Stangata sugli affitti brevi a Venezia, i proprietari: «Un favore agli albergatori»

Cedolare secca dal 21 al 26 per cento anche per chi affitta una sola casa. Forza Italia e il ministro Matteo Salvini prendono le distanze dalla bozza della manovra approvata dal Consiglio dei ministri

Camilla Gargioni
Stangata sugli affitti brevi nella manovra di bilancio: la risposta da Venezia
Stangata sugli affitti brevi nella manovra di bilancio: la risposta da Venezia

Affitti brevi, si alza un muro (pure all’interno della stessa maggioranza di governo). Premesso che la manovra di bilancio è ancora una bozza approvata venerdì dal consiglio dei ministri, l’articolo 7 prevede che la cedolare secca - la tassa applicata sul reddito percepito dalla locazione annua - salga dal 21 al 26 per cento anche per chi affitta una sola casa.

Allo stesso modo, aumenta per i soggetti che esercitano attività di intermediazione immobiliare, nonché quelli che gestiscono portali telematici. «Ci alziamo al mattino e non sappiamo che cosa dovremo affrontare», alza le braccia Ondina Giacomin, presidente di Abbav. Gli uffici di Abbav stanno già ragionando su come affrontare la questione.

 

«Il 5 per cento in più non è una passeggiata», riflette Giacomin, «converrà aprire partita Iva, visto che con il codice fiscale e la cedolare secca non si possono scaricare i costi».

L’idea è di fare un webinar, a metà novembre, per mettere nero su bianco vantaggi e svantaggi tra aprire una partita Iva e avere solo il codice fiscale.

«A Venezia, molti sono “obbligati” al codice fiscale perché gli appartamenti non hanno le fosse settiche», continua Giacomin, «ma c’è poca convenienza». «Detto questo, se ci dicessero che il 5 per cento in più serve a restaurare le case popolari o aiutare, lo troverei corretto», aggiunge Giacomin, «ma il principio è che deve essere lo stato a pensarci, non il cittadino».

In disaccordo anche l’associazione Bre.Ve., che non vede nell’aumento della ritenuta al 26 per cento un modo né per incentivare gli affitti residenziali né per far cassa. «Il vero deterrente ai contratti residenziali è la paura, da parte del proprietario, di incorrere nella morosità, con tutte le ben note conseguenze», ribadiscono da Bre.Ve., «Nel secondo caso, per mantenere gli introiti derivanti dalle locazioni turistiche, si tenderà ad aumentare il prezzo a notte».
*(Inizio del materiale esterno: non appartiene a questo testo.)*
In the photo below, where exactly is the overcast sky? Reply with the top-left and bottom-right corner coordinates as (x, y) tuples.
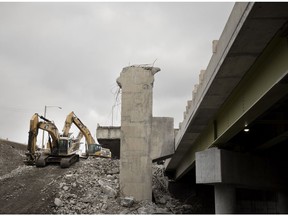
(0, 2), (234, 144)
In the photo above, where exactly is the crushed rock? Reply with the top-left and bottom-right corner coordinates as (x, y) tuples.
(51, 157), (196, 214)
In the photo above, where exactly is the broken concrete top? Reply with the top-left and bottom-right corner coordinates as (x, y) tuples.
(116, 65), (160, 88)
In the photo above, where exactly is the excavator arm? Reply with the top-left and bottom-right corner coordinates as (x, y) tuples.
(25, 113), (39, 164)
(62, 112), (96, 144)
(62, 112), (111, 158)
(25, 113), (60, 164)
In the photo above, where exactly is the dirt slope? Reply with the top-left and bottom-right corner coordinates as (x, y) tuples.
(0, 140), (195, 214)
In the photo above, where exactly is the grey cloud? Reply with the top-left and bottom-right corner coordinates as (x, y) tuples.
(0, 2), (233, 142)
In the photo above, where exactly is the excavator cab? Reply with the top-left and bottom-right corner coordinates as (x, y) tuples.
(88, 143), (101, 154)
(58, 137), (71, 155)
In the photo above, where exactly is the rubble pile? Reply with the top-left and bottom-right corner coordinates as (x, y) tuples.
(50, 157), (196, 214)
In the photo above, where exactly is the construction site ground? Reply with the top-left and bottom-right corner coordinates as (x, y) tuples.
(0, 140), (196, 214)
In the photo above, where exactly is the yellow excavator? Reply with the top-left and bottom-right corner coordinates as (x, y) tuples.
(24, 113), (81, 168)
(24, 112), (111, 168)
(62, 112), (112, 158)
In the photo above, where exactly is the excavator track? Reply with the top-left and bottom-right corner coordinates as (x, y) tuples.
(60, 154), (79, 168)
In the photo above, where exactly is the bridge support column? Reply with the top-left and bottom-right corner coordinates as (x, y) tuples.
(214, 184), (236, 214)
(277, 192), (288, 214)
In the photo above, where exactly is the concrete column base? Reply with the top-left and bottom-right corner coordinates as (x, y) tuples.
(214, 184), (236, 214)
(277, 192), (288, 214)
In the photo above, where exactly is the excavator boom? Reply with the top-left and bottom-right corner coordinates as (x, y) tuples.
(62, 112), (111, 158)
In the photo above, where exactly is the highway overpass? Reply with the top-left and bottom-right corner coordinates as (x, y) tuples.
(165, 2), (288, 213)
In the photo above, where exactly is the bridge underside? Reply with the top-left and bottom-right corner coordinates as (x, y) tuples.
(166, 3), (288, 180)
(166, 2), (288, 213)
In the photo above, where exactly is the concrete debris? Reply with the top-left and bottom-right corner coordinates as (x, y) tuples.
(53, 157), (193, 214)
(120, 197), (134, 208)
(54, 198), (62, 206)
Bre.Ve. quindi immagina una diminuzione dei turisti stanziali che scelgono le locazioni brevi, e a cascata un calo delle entrate dall’imposta di soggiorno. «Poi l’imponibile su cui si applicherà la ritenuta sarà più basso, per effetto degli aumenti di prezzo a notte e il minor numero di notti vendute, quindi non ci sarà chissà che entrata dall’aumento di questo 5 per cento», concludono,«Pare che sia più un favore a Federalberghi, invece che un provvedimento economico».
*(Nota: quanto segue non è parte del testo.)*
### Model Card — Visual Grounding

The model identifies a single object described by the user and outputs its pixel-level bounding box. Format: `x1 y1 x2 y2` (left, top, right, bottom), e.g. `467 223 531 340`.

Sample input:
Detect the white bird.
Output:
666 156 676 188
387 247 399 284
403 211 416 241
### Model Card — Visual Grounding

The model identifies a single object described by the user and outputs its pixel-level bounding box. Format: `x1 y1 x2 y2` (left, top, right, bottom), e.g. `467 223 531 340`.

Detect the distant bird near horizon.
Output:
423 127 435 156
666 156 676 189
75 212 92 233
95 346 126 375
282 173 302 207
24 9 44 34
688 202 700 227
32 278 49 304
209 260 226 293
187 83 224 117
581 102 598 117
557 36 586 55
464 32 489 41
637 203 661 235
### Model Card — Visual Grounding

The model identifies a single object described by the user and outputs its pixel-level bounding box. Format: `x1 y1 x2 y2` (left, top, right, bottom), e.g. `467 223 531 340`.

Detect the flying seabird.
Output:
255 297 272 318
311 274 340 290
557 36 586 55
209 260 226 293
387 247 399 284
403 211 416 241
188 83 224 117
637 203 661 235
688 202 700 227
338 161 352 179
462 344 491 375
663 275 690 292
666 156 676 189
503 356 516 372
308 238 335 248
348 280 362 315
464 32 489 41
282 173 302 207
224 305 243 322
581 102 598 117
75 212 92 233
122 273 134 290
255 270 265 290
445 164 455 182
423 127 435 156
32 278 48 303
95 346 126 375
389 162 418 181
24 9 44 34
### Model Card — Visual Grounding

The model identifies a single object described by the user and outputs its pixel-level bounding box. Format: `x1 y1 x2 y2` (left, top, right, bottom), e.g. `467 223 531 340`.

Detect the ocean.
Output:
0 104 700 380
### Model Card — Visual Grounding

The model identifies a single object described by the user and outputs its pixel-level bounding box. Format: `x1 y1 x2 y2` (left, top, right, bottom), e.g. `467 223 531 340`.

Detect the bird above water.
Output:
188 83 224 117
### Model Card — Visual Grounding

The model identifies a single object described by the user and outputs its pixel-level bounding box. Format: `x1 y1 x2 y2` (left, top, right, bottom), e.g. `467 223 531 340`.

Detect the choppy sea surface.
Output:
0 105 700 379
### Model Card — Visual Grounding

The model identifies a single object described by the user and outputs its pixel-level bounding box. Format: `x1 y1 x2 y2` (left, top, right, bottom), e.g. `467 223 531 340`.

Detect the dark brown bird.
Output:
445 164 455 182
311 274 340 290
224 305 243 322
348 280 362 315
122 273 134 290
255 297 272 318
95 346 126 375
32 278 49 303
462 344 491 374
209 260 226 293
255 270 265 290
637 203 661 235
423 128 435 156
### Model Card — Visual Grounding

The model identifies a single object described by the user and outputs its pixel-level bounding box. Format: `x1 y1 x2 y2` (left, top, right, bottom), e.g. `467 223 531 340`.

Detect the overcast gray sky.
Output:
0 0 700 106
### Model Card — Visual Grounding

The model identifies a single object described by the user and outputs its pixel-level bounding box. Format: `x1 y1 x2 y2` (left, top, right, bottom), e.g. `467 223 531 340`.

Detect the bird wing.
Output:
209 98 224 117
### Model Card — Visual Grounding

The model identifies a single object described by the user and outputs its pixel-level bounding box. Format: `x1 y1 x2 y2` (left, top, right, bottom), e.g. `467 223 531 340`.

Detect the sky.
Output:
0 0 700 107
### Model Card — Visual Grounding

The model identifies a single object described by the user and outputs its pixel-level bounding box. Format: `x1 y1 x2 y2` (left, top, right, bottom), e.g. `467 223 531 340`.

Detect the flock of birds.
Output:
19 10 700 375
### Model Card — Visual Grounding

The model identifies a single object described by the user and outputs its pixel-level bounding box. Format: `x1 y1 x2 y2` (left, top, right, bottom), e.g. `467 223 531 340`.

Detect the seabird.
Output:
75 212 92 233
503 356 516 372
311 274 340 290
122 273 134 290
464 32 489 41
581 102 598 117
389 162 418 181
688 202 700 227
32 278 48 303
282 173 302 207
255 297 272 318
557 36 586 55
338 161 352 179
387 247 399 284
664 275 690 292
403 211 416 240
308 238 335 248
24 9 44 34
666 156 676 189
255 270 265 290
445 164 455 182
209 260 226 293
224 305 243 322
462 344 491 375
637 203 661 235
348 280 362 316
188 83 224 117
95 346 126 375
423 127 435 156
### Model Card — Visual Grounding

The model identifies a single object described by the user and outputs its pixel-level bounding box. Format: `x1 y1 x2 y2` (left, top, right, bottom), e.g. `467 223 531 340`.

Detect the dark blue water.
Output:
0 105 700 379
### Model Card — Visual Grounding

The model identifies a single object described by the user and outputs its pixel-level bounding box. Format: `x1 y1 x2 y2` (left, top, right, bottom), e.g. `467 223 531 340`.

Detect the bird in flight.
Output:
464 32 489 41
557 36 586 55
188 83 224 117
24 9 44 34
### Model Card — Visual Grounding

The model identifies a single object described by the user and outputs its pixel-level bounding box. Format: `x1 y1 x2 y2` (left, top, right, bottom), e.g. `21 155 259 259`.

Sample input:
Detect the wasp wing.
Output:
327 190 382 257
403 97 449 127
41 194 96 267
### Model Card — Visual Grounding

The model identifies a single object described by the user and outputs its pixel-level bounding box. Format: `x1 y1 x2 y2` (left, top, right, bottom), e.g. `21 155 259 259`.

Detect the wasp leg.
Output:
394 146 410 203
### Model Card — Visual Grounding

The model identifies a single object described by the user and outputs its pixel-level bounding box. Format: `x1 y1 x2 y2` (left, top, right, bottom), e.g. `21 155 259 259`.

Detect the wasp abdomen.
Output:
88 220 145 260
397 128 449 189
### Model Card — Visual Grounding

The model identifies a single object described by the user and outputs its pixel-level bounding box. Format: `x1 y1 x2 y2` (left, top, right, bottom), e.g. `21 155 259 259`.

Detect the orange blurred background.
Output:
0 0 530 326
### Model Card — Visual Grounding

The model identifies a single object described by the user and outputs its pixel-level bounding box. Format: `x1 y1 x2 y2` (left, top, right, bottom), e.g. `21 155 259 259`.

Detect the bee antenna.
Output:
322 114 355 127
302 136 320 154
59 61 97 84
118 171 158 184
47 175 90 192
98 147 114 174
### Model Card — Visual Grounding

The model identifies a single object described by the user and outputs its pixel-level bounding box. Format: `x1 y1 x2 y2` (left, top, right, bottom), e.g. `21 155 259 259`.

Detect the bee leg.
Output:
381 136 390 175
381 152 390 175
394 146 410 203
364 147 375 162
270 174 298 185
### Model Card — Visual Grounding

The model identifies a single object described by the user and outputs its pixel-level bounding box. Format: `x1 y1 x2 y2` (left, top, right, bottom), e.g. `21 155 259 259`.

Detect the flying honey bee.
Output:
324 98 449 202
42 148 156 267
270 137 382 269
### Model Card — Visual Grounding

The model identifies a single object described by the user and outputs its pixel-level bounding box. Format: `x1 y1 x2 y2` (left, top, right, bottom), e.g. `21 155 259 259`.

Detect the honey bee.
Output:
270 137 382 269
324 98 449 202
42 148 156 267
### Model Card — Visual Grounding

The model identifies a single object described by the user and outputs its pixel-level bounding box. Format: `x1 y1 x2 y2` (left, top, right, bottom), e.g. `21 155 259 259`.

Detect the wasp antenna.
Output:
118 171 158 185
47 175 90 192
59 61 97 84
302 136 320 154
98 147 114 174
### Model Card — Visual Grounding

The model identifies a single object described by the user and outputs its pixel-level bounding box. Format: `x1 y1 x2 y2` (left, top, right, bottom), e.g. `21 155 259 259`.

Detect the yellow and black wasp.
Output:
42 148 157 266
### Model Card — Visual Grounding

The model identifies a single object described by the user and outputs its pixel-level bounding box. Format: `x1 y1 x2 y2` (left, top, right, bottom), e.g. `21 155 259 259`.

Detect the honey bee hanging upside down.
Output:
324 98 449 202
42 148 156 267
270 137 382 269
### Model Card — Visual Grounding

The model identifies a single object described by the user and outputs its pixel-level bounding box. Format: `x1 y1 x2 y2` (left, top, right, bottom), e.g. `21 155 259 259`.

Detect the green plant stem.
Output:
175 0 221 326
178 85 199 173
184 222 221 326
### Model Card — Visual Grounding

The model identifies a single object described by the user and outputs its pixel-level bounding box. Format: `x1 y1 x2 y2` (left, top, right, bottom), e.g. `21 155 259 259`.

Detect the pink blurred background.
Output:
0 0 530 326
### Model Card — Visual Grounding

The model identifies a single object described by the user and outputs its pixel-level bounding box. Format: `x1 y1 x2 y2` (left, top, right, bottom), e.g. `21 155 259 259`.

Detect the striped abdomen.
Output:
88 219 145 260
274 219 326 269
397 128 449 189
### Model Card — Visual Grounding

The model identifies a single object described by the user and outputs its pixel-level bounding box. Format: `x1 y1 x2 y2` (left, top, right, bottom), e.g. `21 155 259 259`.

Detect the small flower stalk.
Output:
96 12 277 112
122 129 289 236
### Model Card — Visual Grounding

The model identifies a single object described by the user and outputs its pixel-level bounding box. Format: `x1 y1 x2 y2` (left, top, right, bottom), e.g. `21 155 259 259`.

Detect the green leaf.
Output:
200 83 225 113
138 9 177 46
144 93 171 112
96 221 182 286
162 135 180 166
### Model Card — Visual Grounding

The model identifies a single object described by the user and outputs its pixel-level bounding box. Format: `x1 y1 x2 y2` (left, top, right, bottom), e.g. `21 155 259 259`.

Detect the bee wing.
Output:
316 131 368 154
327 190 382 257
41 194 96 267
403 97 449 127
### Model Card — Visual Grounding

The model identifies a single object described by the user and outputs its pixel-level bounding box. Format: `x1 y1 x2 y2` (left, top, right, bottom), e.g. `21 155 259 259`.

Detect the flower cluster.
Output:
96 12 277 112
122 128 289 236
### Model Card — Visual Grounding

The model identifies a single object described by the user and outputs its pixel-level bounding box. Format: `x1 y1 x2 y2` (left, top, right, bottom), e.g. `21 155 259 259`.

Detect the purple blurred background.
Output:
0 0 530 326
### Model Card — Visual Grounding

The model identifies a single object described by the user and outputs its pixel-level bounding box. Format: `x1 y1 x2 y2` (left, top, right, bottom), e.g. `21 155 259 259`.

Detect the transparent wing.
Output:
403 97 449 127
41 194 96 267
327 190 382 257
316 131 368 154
Ma la modifica contenuta nella bozza della manovra ha generato non pochi malumori anche all’interno della stessa maggioranza di governo. «L’aumento della cedolare secca sugli affitti brevi non mi sembra un buon modo di aiutare la domanda interna e l'iniziativa privata», ha detto senza mezze parole il vicepremier e ministro ai Trasporti e infrastrutture Matteo Salvini.
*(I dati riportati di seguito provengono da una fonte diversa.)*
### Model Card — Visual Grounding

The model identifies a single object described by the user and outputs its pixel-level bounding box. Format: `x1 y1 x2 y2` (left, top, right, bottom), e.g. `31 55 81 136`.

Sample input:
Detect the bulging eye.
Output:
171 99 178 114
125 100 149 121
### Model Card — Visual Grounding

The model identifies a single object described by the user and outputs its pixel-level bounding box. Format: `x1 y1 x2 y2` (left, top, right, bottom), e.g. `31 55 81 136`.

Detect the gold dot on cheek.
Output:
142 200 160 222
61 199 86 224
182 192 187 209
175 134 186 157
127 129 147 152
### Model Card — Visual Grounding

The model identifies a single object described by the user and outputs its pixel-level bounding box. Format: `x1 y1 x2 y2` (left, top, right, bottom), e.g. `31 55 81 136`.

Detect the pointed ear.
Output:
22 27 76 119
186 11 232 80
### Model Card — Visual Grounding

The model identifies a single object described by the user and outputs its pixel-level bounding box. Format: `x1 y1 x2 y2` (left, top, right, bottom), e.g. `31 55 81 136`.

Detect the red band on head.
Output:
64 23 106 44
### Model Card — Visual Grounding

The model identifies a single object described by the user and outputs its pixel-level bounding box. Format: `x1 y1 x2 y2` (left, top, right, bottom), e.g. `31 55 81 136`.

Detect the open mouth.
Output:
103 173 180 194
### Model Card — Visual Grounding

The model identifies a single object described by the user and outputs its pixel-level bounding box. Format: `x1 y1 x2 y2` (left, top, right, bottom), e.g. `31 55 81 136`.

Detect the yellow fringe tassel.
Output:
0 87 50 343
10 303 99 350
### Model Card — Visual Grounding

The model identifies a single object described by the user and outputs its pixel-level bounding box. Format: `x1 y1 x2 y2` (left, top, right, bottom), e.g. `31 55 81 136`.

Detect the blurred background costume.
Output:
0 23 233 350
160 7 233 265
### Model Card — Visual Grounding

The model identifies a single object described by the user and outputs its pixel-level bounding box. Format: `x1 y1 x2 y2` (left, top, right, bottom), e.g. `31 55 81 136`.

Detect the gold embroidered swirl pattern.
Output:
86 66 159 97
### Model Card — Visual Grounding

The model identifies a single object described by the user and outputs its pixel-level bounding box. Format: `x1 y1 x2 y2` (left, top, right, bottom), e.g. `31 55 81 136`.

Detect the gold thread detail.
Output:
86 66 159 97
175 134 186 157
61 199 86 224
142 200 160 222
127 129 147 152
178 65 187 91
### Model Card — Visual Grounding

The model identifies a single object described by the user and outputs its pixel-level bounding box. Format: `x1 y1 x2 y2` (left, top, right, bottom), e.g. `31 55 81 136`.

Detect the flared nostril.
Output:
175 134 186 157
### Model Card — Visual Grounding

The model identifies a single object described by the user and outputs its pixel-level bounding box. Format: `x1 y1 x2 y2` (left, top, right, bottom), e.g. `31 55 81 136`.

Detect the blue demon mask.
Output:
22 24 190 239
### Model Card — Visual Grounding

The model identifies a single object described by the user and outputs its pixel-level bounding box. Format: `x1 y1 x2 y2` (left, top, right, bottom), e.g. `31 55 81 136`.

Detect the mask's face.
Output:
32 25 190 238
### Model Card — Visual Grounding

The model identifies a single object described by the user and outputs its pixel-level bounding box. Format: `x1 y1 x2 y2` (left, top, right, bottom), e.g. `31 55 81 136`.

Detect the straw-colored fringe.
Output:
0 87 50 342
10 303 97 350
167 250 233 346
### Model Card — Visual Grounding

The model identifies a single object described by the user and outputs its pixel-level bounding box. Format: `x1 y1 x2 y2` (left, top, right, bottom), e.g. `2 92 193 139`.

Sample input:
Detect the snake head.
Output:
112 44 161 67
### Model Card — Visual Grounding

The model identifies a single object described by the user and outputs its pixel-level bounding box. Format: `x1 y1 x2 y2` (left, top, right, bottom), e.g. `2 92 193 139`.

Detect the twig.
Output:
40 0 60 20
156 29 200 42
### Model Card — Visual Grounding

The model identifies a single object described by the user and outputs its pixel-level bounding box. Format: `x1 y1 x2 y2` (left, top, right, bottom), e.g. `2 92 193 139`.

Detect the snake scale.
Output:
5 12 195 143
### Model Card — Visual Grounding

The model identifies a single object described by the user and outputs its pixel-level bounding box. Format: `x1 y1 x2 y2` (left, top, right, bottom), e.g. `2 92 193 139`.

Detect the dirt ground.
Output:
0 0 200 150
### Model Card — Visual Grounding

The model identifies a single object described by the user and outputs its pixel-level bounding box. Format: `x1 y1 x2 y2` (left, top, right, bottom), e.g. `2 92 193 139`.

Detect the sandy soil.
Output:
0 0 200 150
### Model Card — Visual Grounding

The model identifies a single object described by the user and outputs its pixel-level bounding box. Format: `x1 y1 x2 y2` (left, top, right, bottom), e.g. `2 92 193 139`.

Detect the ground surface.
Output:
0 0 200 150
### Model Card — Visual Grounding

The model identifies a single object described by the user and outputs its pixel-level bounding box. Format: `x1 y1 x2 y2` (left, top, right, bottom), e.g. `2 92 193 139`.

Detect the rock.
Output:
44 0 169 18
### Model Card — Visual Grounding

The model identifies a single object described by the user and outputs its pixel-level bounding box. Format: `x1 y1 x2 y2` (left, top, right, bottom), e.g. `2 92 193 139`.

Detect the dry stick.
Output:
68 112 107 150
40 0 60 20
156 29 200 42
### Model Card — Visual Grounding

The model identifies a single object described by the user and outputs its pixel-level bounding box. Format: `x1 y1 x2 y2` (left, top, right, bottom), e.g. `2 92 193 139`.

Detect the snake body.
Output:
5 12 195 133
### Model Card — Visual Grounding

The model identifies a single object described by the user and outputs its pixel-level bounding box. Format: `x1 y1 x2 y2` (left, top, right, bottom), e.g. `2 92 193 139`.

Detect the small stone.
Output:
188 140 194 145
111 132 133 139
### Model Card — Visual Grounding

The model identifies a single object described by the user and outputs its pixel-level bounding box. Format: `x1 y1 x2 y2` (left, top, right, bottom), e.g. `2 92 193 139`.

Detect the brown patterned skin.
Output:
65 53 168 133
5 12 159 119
«Riteniamo che le attività anche di affitti brevi non debbano essere tassate se non quando assumono dimensioni industriali», afferma il capogruppo di Forza Italia al Senato Maurizio Gasparri, «se uno affitta camera e cucina non va tartassato». Forza Italia, poi, fa sapere che ha letto della questione direttamente nella bozza e non era stata informata preventivamente.

«Fi è contraria all'aumento della cedolare secca sugli affitti brevi in assenza di una distinzione chiara tra utilizzo saltuario e attività imprenditoriale», sottolinea anche il presidente dei deputati di Fi Paolo Barelli. Segno che la questione è tutt’altro che chiusa.